Questo evento già ben delineato nel suo fatto compiuto, conduce poi anche a questa necessità, agli occhi dell’esegeta, il bisogno di approfondimento c’è,  l’indagine storica, lo studio, la raccolta delle testimonianze, porta a considerare altri vari aspetti, lo scenario si apre verso l’indagine storica, dove i personaggi dell’epoca influenti e non si pongono una domanda, forse la più importante di tutte…. “chi è costui” un uomo, figlio di Maria e Giuseppe o il Messia?
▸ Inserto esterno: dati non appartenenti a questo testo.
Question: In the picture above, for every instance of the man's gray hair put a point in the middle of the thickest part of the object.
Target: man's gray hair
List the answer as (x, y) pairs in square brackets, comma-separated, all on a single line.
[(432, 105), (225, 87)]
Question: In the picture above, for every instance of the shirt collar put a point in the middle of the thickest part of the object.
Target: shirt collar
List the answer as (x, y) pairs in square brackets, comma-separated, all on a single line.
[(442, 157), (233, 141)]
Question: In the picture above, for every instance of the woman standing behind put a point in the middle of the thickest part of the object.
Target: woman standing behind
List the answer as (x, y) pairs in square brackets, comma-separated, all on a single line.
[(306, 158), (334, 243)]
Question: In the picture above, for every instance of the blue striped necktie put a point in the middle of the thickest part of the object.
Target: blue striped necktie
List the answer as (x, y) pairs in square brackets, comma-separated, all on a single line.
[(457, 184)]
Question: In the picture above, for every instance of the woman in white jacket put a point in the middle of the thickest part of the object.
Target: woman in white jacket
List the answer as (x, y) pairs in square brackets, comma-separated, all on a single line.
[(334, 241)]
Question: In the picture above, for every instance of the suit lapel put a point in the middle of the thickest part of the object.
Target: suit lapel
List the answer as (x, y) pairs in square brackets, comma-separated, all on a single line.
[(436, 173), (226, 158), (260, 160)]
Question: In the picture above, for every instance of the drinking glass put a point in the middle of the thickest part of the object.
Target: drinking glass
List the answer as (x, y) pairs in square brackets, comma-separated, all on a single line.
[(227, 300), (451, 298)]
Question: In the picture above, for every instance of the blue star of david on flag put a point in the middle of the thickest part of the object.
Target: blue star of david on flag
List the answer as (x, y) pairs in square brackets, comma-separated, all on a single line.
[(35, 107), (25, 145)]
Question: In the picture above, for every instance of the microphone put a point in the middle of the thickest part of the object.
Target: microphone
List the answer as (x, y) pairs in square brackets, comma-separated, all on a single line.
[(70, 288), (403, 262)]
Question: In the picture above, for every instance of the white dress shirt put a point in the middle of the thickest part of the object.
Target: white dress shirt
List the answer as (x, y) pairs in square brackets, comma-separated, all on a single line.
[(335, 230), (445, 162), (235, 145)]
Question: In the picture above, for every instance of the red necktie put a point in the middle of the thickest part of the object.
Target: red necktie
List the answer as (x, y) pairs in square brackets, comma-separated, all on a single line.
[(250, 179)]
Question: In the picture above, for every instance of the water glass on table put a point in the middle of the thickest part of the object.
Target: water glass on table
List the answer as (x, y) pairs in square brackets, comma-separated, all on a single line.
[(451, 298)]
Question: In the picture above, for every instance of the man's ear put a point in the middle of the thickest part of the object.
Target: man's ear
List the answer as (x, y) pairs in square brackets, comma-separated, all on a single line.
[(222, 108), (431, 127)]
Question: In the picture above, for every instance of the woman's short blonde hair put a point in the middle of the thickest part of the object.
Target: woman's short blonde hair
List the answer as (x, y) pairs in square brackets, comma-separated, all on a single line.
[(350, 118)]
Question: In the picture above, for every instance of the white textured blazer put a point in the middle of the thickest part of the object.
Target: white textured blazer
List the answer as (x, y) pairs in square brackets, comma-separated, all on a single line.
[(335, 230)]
Questa curiosità anche avversa conduce molta gente a cercare Gesù,  e Lui non si nega anzi  si dona completamente agli altri, ascoltando, guarendo, predicando, esorcizzando, insegnando, e in questo contesto di miracoli e di vita, c’è anche chi lo accusa. Personaggio scomodo Gesù, specialmente per i dotti del Tempio, che si consultano per trovare l’accusa infamante, quell’accusa che lo condurrà alla morte.

Gesù lo sà, anzi più volte la profetizza davanti ai suoi discepoli, e la rivela come ultimo atto dovuto, come conseguenza inevitabile di quello scandalo suscitato che crea il contrasto tra “i pensieri degli uomini” e “i pensieri di Dio.” Cristo così facendo rivela il significato e la portata della sua salvezza offerta da Dio per mezzo della sua vita della sua parola, “Verbo fatto carne”. Ma i dotti e i sapienti dell’epoca non l’accettano e lo condannano sulla Croce.

Crocifiggilo ….Crocifiggilo…. urlano davanti al Prefetto Ponzio Pilato. Ma la massima autorità interrrolatolo  lo riconosce innocente, e per tre volte lo ripete a loro, mentre la folla tumultuosa grida, vogliamo libero Barabba, crocifiggi Gesù.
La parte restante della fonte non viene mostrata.